Anne Horel, Content pour Rien, 2011 (via Anne Horel).
L'ironiste ne veut pas être profond: l'ironiste ne veut pas adhérer, ni peser, mais il touche le pathos d'une tangence infiniment légère, et quasi impondérables; amoureux, il n'aime qu'avec une petite portion de son âme, comme Fontenelle; quand il se fâche, c'est pour ainsi dire du bout des lèvres; et quand il regarde, c'est à la manière d'Erik Satie, "du bout des yeux"! Il badine avec tous les sentiments, mais n'insiste jamais; parce que sa conscience s'articule en délicate allusions, elle ne peut être que superficielle et elle a la coquetterie de la frivolité: elle appelle cela politesse, bon goût ou comme on voudra.

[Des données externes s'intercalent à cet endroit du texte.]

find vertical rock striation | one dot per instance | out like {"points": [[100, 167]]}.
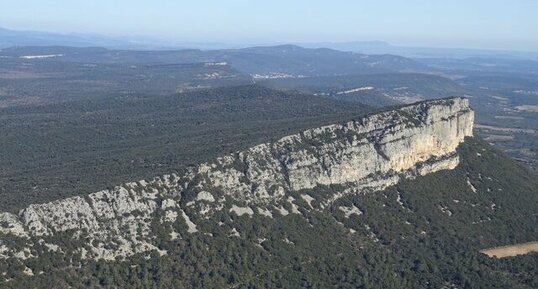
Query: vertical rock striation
{"points": [[366, 154]]}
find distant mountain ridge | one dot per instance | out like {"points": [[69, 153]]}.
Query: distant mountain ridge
{"points": [[263, 62]]}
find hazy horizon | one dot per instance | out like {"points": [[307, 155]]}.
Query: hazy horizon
{"points": [[496, 25]]}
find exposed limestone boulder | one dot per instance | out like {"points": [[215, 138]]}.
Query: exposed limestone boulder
{"points": [[363, 155]]}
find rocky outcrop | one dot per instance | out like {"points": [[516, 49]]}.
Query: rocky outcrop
{"points": [[366, 154]]}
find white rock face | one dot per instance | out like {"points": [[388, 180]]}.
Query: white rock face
{"points": [[367, 154]]}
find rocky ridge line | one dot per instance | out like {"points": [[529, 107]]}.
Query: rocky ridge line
{"points": [[367, 154]]}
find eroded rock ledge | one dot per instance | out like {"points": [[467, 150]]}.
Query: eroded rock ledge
{"points": [[366, 154]]}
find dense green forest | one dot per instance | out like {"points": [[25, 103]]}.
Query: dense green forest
{"points": [[403, 239], [79, 147]]}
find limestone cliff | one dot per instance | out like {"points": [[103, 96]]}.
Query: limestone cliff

Qui trop embrasse, mal étreint... mais la conscience ironique ne désire pas étreindre: elle préfère papilloner d'anecdote en anecdote, de plaisir en plaisir, et goûter de tout sans se poser nulle part; elle sait la préface de toutes les passions; mais la préface seulement, car elle part toujours avant la fin: l'amour ironique, par exemple, est un éternel avant-propos, et qui joue avec les préliminaires sans s'engager à fond et qui évite l'appassionato.
Vladimir Jankélévitch, L'Ironie, Editions Flammarion, 1936 (1999), p.33-34.